Speaker: Prof. Dr. Kai Riemer
A well-known yet poorly understood phenomenon of radical innovations is that their disruptive potential is frequently missed initially, but appears entirely self-evident with hindsight. We name this phenomenon “interpretive discontinuity”. We propose to consider disruption akin to a Kuhnian revolution. By demonstrating direct parallels between paradigm shifts in scientific fields and technology-induced industry disruptions, we show that disruption is a shift in worldview that fundamentally alters what counts as customer value or product quality and thus puts the industry on a new trajectory. Interpretive discontinuity then results from the incommensurability of worldviews underpinning the old and new industry paradigms. We draw on the music industry to illustrate our argument. A better understanding of interpretive discontinuity is important both for theorizing disruption and for businesses at risk of having their business model invalidated by disruptive change. This paper is a collaboration with Prof Robert B Johnston (The University of Sydney Business School).

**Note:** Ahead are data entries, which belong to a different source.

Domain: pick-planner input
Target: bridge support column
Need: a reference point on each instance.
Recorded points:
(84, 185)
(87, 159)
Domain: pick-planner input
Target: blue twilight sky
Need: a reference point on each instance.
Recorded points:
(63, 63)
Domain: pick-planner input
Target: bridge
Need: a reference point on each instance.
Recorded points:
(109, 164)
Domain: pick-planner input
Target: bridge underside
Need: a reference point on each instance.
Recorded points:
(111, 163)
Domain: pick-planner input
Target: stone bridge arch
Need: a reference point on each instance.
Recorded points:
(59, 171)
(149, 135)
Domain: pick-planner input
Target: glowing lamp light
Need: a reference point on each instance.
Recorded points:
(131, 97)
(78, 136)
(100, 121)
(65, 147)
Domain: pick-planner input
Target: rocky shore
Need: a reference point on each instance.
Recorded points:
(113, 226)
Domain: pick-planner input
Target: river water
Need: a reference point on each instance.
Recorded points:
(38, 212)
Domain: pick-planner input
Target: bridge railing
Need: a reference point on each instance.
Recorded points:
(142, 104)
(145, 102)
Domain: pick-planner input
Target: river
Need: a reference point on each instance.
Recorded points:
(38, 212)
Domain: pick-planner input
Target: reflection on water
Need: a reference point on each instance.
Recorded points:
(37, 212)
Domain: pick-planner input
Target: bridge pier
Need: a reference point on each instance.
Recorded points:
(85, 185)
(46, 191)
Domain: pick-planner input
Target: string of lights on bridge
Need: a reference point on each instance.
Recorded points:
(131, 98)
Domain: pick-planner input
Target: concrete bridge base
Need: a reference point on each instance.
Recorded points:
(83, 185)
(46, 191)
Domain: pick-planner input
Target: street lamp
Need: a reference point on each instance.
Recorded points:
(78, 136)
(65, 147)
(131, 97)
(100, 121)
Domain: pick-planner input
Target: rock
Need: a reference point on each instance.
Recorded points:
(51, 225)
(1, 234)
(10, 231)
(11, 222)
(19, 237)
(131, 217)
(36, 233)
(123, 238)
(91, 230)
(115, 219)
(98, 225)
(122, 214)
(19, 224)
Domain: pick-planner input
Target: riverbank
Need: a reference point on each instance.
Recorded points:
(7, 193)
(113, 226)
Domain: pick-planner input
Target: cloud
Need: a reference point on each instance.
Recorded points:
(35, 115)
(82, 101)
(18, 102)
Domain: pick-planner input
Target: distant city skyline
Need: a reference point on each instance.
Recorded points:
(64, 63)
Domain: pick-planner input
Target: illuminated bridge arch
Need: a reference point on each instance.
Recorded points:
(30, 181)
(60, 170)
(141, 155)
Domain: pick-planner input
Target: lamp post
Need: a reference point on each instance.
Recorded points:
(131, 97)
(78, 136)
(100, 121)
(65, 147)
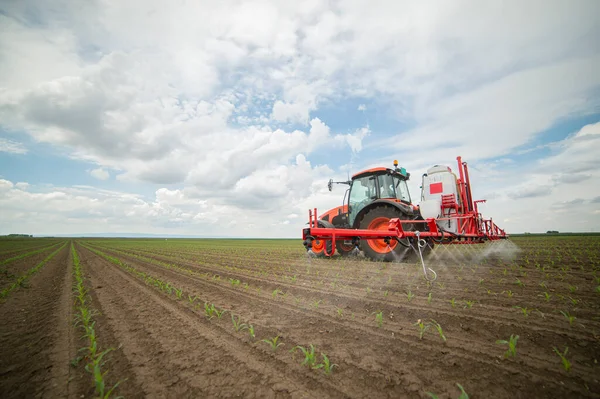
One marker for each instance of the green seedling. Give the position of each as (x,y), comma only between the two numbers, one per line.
(439,328)
(512,345)
(326,365)
(547,296)
(563,358)
(378,318)
(519,283)
(237,323)
(463,394)
(273,343)
(209,310)
(569,317)
(422,327)
(525,311)
(309,355)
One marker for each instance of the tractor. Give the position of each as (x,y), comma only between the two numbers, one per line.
(378,217)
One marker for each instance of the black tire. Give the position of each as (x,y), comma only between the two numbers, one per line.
(375,249)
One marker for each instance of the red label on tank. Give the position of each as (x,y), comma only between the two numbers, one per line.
(436,188)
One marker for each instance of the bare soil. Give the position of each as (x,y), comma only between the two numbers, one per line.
(166,346)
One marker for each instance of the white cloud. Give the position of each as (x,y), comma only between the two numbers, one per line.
(100,174)
(12,147)
(207,105)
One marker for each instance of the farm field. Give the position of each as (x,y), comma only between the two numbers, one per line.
(257,318)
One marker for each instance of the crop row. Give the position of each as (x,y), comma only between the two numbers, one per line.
(21,281)
(211,311)
(84,318)
(312,304)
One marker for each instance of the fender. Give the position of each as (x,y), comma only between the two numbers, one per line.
(407,209)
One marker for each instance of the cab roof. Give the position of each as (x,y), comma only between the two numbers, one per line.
(379,170)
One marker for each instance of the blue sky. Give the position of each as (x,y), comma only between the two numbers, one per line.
(228,119)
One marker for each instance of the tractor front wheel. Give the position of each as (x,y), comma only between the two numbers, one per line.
(378,249)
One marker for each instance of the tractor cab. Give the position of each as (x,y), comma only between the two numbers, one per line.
(366,187)
(377,184)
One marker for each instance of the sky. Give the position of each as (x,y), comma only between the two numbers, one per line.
(227,118)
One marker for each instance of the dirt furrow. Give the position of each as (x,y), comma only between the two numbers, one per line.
(171,350)
(352,332)
(34,340)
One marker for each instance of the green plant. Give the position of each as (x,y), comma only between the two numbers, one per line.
(563,358)
(512,345)
(463,394)
(439,328)
(273,343)
(237,323)
(309,355)
(422,327)
(569,317)
(326,365)
(468,304)
(378,318)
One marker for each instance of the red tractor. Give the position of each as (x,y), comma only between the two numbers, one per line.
(379,218)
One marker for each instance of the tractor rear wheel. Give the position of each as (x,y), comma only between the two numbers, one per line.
(377,249)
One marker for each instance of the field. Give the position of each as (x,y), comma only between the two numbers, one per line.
(257,318)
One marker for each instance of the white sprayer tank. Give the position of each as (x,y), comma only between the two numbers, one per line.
(439,181)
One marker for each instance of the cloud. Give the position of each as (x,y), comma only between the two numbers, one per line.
(100,174)
(227,110)
(531,192)
(12,147)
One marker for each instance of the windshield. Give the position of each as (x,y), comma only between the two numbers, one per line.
(393,187)
(362,192)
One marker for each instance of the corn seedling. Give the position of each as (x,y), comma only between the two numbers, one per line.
(422,327)
(463,394)
(569,317)
(512,345)
(378,318)
(237,323)
(468,304)
(439,328)
(525,311)
(563,358)
(209,310)
(273,343)
(326,365)
(309,355)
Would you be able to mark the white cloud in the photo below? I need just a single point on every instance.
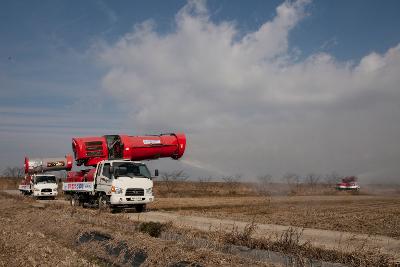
(248, 106)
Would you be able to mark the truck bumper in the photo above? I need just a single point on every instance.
(45, 194)
(130, 200)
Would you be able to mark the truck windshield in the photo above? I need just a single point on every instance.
(130, 169)
(45, 179)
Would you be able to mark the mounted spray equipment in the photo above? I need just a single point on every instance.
(89, 151)
(40, 165)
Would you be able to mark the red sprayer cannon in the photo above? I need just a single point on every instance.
(37, 182)
(119, 179)
(89, 151)
(348, 183)
(39, 165)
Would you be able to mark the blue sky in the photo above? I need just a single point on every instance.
(58, 58)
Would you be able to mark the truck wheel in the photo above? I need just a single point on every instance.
(103, 203)
(140, 207)
(74, 201)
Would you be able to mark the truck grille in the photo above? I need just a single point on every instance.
(46, 190)
(134, 192)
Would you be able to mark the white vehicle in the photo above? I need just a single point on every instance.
(41, 186)
(114, 184)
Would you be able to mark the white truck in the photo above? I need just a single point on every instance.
(112, 184)
(40, 186)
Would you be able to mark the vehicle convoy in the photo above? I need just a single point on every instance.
(117, 178)
(348, 183)
(37, 182)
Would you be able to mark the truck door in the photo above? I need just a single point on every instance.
(104, 178)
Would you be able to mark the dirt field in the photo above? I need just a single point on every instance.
(51, 234)
(377, 215)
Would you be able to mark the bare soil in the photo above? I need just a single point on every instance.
(53, 234)
(366, 214)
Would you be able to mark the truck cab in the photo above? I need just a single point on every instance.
(44, 185)
(124, 183)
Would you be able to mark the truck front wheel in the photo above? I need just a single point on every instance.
(140, 207)
(103, 202)
(75, 201)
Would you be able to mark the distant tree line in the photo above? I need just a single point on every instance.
(13, 172)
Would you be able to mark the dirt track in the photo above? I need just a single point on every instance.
(326, 239)
(318, 238)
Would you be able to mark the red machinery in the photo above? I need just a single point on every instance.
(38, 165)
(89, 151)
(41, 165)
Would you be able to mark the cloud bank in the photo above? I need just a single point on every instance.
(249, 105)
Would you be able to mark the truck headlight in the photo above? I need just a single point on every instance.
(116, 190)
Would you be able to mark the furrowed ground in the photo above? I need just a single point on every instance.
(375, 210)
(377, 215)
(51, 234)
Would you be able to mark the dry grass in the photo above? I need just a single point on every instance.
(53, 234)
(378, 215)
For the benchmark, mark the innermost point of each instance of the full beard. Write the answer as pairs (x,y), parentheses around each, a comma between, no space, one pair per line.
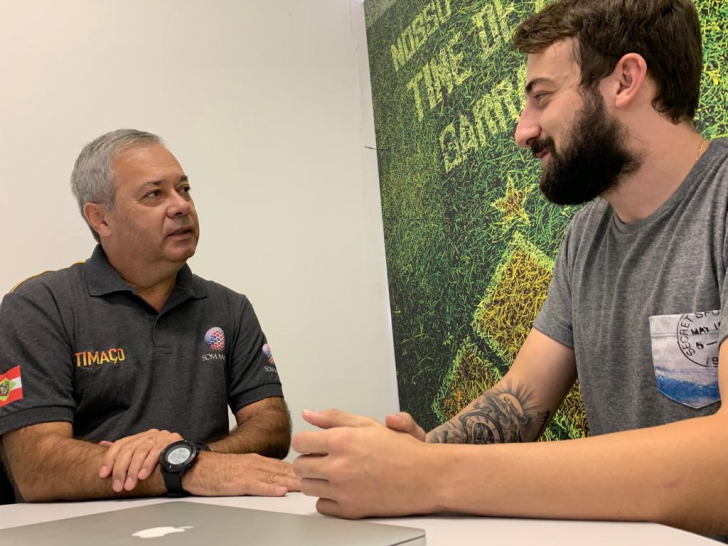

Kai Riemer is Professor of Information Technology and Organisation at the University of Sydney Business School. Kai’s expertise and research interests cover the areas of Technology Appropriation, Virtual Work, Social Networking, Digital Disruption and the Philosophy of Technology. Kai has extensive experience with industry-funded research and leads a Linkage project initiative on managing bottom-up adoption of end-user technologies, sponsored by the Australian Research Council. He is the founder and leader of the Digital Disruption Research Group (DDRG) and convener of DISRUPT.SYDNEYTM. Kai’s research follows practice theoretical and non-orthodox approaches and appears in journals such as MIS Quarterly, European Journal of Information Systems, Journal of Information Technology, International Journal of Electronic Commerce, or Communications of the Association for Information Systems. Kai is a board member of the Journal of Information Technology, Electronic Markets, and the Business and Information Systems Engineering journal.